Correct Answer - Option 3 : 1:3
Concept:
Section Formula: Section formula is used to determine the coordinate of a point that divides a line into two parts such that ratio of their length is m : n
1. Let P and Q be the given two points (x1, y1, z1) and (x2, y2, z2) respectively and M(x, y, z) be the point dividing the line segment PQ internally in the ratio m: n
2. Internal Section Formula: When the line segment is divided internally in the ration m: n, we use this formula.\(\rm (x, y, z)=(\frac{mx_2+nx_1}{m+n}, \frac{my_2+ny_1}{m+n}, \frac{mz_2+nz_1}{m+n})\)
Calculation:
Let AB be divided by the plane at R in the ratio k:1,
Then, coordinates of R are (\(\rm (\frac{3k+1}{k+1},\frac{k+2}{k+1},\frac{2k+3}{k+1})\))

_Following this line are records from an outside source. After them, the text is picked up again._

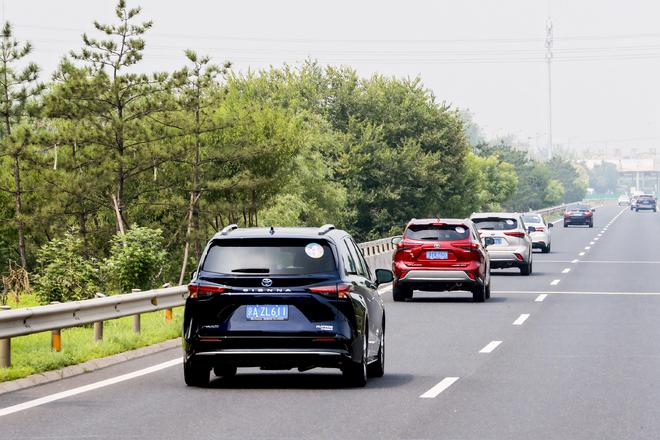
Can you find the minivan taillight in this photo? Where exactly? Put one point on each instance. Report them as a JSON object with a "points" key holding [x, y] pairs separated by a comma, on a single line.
{"points": [[203, 290], [342, 290]]}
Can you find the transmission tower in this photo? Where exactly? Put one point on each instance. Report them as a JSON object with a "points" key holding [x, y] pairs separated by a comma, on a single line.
{"points": [[548, 59]]}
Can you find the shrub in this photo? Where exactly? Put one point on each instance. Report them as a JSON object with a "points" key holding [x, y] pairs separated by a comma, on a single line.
{"points": [[136, 259], [63, 273]]}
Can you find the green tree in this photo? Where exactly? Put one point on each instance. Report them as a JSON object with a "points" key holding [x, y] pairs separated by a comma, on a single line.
{"points": [[64, 273], [18, 90], [136, 259]]}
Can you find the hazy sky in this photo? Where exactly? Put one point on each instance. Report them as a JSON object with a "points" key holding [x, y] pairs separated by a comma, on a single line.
{"points": [[483, 55]]}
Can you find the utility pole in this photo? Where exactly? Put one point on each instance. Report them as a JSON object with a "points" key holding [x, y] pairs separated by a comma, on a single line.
{"points": [[548, 59]]}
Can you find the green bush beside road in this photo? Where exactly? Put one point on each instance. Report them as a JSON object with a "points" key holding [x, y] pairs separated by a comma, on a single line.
{"points": [[32, 353]]}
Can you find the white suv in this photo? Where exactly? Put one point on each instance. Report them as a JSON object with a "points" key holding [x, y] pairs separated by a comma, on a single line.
{"points": [[512, 245]]}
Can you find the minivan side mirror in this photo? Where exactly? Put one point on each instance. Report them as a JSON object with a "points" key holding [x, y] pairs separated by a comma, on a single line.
{"points": [[384, 276]]}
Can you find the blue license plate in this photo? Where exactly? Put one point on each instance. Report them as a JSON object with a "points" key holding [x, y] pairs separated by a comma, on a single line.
{"points": [[267, 312], [437, 255]]}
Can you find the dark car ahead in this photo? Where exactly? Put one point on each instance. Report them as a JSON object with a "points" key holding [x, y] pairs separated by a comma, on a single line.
{"points": [[283, 298], [441, 255], [579, 215], [645, 201]]}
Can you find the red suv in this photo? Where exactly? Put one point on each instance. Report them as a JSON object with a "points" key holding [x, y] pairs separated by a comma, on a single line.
{"points": [[441, 255]]}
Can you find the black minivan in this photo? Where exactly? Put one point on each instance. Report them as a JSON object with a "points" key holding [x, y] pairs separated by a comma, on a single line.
{"points": [[283, 298]]}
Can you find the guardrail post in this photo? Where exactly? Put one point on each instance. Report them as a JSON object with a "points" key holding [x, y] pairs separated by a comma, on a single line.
{"points": [[98, 331], [5, 347], [136, 318], [56, 337], [56, 340]]}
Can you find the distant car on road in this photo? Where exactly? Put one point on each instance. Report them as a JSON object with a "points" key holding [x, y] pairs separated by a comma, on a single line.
{"points": [[623, 200], [282, 298], [541, 237], [512, 245], [440, 255], [579, 215], [646, 202]]}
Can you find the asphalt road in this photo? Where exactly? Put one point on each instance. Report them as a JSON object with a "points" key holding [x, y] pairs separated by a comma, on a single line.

Now, R lies on the plane , so this point must satisfy the equation 2x - y + z = 4
∴ \(\rm \frac{6k+2}{k+1}-\frac{k+2}{k+1}+\frac{2k+3}{k+1}=4\)
\(\rm ⇒ \frac{7k+3}{k+1}=4\)
⇒ 7k + 3 = 4k + 4
⇒ 3k = 1
⇒ k = 1/3
So, the ratio is \(\frac1 3 : 1\)= 1:3
Hence, option (3) is correct.